Compose key in Ubuntu 8.10 vs. Ubuntu 9.04

Ulf Rompe ulf.buntu at rompe.org
Thu Aug 13 06:25:44 UTC 2009


Am Mittwoch, den 12.08.2009, 20:45 +0200 schrieb Johnny Rosenberg:
> I have four machines: One with Ubuntu 8.10 and the other three with
> Ubuntu 9.04. Here are some examples of the Compose key output at the
> Ubuntu 9.04 vs. Ubuntu 8.10:
> Combination: 9.04 - 8.10
> Compose c o: © - ǒ
> Compose o c: © - ©
> Compose . .: ˙ - …
> 
> Well, I guess there are more differences, but these will do.
> Can anyone give me some suggestions WHY this happens?

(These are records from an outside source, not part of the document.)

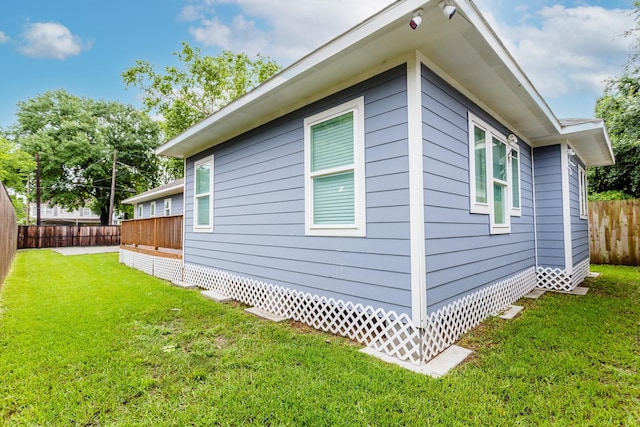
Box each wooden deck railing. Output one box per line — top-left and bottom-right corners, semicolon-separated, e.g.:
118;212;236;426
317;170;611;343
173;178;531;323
120;215;182;256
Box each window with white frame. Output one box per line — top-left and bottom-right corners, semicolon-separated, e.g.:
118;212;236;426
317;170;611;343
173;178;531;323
578;165;589;219
469;114;521;234
193;156;213;231
304;97;366;236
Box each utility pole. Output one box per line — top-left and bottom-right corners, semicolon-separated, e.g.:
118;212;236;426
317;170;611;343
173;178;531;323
108;150;118;225
36;153;42;227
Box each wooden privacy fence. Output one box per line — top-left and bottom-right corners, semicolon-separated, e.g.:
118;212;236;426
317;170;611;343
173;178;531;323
120;215;182;255
0;182;18;286
18;225;120;249
589;200;640;265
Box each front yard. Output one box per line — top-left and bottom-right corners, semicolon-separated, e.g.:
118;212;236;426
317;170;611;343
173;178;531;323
0;250;640;426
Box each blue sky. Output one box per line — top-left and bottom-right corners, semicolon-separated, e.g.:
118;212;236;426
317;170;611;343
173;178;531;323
0;0;634;127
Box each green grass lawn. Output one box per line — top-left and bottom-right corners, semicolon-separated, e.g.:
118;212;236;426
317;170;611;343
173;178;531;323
0;250;640;426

I think the change has been made upstream. In fact, the behaviour
depends on your current locale. Try this:

fgrep "<Multi_key> <c> <o>" /usr/share/X11/locale/*/Compose

You will see that there are still locales where "Compose c o" maps to
"ǒ", in detail en_US.UTF-8 and fi_FI.UTF-8. In all other locales it is
mapped to "©".

> This makes the Compose key somewhat more useless in Ubuntu 9.04 than
> in Ubuntu 8.10, I think, if this is a Ubuntu 8.10 vs. Ubuntu 9.04
> issue, that is.

Don't despair, there are still possibilities to enter it:

As unicode:
Press Ctrl-Shift-u followed by 01d2 and Space.

By creating your own compose mappings:
Create a file named ~/.XCompose by either copying one of
the /usr/share/X11/locale/*/Compose files or by editing it from scratch.
This way, you can create any mapping you want. You could also copy the
file from your Ubuntu 8.10 installation if you want it to be 100%
compatible.


[x] ulf
-- 
If you can stay calm, while all around you is chaos... then you
probably haven't completely understood the seriousness of the situation.